I leaned my head to the side as he continued down, kissing the sensitive skin of my neck, right on top of my pulsing vein. “I love you for the way you’ve continued to live, even though I know in your mind, you’ve thought about how much easier it would be to not.”
That caused me to bite down on my lip harshly, because there was one story that only he would know about—I had written it to be only him and I. Tears sprung to my eyes, and I silently cursed this newfound emotional side of me as the story played back in my mind.
“You saved me,” I whispered and closed my eyes as the tears fell down the corners of them, running into my hair.
That pain still felt so real when I thought of my emotional state that night. My foster parents at the time were heavy drinkers, and they’d come to my room, absolutely reeking of alcohol like they were sweating it out through their pores. I had been so young, struggling already with transitioning into a new home after being displaced from the previous.
I’d had so many questions, constantly asking who my parents were and why they didn’t want me. Wondering why no one wanted to keep me in their home and why it seemed like I brought out the worst out in people.
That night, they’d come in and verbally assaulted me. Telling me that I was worthless, that the only reason they even took me in was to bring in a little extra cash for bills. That all I ever would be to others was a burden, and that it was no wonder my parents gave me up.
They told me as soon as their debts were paid, I’d be gone. That’s all I was worth to them.
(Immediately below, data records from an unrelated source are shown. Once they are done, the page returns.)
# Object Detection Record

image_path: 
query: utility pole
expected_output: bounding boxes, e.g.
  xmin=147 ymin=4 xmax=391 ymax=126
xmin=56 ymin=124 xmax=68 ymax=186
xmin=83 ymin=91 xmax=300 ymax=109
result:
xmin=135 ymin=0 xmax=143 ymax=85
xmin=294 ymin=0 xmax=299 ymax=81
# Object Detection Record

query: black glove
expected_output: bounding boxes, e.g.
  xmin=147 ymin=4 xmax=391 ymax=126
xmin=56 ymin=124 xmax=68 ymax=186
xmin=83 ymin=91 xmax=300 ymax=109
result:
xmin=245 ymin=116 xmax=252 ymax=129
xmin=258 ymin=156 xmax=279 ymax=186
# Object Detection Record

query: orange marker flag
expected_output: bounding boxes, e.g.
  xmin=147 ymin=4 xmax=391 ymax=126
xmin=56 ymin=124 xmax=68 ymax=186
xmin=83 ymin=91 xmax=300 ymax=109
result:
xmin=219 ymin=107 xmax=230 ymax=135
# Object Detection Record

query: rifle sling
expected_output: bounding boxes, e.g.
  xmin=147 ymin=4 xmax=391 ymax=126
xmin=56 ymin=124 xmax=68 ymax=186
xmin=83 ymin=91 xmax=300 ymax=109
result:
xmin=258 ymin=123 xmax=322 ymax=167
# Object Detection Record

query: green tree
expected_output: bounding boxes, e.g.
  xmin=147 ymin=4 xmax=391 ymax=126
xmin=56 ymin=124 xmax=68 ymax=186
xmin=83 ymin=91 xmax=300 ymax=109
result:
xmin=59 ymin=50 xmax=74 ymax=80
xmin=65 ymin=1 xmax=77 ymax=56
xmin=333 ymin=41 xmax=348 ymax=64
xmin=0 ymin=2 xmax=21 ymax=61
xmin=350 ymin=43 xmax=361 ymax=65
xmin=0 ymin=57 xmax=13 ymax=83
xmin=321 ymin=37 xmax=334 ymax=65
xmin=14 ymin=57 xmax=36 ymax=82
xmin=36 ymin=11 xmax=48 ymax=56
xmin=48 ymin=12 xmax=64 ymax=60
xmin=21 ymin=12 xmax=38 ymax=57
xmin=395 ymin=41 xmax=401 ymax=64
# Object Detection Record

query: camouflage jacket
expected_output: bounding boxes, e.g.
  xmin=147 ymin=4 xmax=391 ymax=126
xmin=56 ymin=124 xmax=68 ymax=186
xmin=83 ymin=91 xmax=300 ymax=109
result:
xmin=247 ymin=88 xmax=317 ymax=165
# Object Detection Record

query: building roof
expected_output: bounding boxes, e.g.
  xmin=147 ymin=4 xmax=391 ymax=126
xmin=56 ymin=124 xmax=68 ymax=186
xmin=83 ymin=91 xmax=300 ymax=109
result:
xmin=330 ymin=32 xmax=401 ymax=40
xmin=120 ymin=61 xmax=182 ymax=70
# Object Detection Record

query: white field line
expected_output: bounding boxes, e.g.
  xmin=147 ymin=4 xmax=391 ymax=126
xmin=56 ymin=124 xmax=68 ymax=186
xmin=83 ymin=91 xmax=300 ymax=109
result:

I’d cried, asking why they were saying such hurtful things, and begged them to leave me alone. Ducking under my flimsy blanket on the twin bed I’d been given, I’d tried to hide from them, from the pain they’d inflicted on me. It was like a thousand paper cuts to my heart—not enough to kill me but enough to make me wonder if the pain was worth suffering through.
I’d seen the countertops full of pill bottles constantly in the kitchen, and had been warned to never touch them. They told me if the pills didn’t kill me, they would kill me for touching their belongings.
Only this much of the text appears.